The particular linguistic landscape of this neighborhood reveals traces of the history and the presence over time of different linguistic and cultural groups that relocated to Brazil. These groups include Italians, Jews, and more recently, Koreans and Bolivians, who  brought to the neighborhood different languages and literacy practices. The Bolivian newcomers are a particularly heterogeneous group, as their languages repertoires include Spanish, Quechua and Aymara.
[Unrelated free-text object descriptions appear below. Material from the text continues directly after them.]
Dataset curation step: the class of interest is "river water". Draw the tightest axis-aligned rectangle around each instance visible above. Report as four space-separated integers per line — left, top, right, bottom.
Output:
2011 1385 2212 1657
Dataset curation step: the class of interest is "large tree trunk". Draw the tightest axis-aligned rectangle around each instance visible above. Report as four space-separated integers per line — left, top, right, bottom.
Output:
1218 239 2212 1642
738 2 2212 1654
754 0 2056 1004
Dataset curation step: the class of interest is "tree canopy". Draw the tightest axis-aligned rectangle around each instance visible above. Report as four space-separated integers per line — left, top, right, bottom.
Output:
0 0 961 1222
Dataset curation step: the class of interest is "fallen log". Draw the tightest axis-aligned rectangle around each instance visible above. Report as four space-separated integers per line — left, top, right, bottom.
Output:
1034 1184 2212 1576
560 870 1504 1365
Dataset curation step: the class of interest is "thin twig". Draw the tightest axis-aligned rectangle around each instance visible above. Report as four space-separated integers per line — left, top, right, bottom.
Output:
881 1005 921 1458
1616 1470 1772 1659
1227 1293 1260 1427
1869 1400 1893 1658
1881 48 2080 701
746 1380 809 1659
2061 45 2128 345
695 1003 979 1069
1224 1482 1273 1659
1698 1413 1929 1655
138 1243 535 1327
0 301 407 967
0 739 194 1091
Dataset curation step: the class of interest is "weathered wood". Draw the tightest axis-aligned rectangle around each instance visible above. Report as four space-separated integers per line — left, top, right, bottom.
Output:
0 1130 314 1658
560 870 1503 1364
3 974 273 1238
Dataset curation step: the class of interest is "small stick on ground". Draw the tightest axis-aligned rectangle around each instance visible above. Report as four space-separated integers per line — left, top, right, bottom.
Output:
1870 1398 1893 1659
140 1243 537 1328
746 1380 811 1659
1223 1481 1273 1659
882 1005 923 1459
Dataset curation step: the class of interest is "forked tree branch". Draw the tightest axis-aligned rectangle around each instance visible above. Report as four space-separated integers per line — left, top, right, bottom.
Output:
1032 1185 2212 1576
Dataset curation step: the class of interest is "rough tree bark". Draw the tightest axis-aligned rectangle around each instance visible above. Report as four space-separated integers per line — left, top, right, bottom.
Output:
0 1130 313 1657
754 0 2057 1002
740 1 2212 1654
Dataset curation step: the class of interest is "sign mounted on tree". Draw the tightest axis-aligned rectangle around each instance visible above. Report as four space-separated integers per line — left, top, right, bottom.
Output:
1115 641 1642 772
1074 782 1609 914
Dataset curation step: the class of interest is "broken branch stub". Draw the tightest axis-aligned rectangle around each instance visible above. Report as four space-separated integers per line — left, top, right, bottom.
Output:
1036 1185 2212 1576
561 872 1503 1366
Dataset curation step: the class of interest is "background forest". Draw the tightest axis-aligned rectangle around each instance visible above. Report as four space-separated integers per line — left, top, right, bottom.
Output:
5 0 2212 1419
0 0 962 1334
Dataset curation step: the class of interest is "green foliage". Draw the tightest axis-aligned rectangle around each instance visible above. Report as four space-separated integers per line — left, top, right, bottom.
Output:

In this neighborhood the main economic activity for the past hundred years has involved mostly the garment industry, changing from large fabric factories to small sewing facilities with interconnected stores. Currently the Koreans dominate the garment business, and provide employment for the bolivian newcomers. As the first groups of settlers moved out of this neighborhood into more affluent neighborhoods, the new groups took ownership of different spaces, and made these spaces into their places, reassembling them in culturally and linguistically specific ways, imbuing them with new meanings. We investigate how, being part of this complex context, young immigrant multilingual students build, negotiate and promote their identities and participate in the local and global relationships.

References: 

Backhaus, P. (2007) Linguistic landscapes: a comparative study of urban multilingualism in Tokyo. Clevendon, Avon: Multilingual Matters.

Blommaert J, J. Collins & S. Slembrouck (2005). Spaces of multilingualism. Language & Communication 25: 197-216.

Scollon, R. & Scollon, S. (2003) Discourses in place: language in the material world. London: Routledge.

Shohami, E. & D. Gorter. (eds.) 2009. Linguistic landscapes: expanding the scenery. London: Routledge.

Stroud, C. & Mpendukhana, S. (in press). Material ethnography of multiculturalism: linguistic landscapes in the township of Kayelitsha. In S. Gardner and M. Martin Jones (eds.) Multilingualism, discourse and ethnography. New York: Routledge.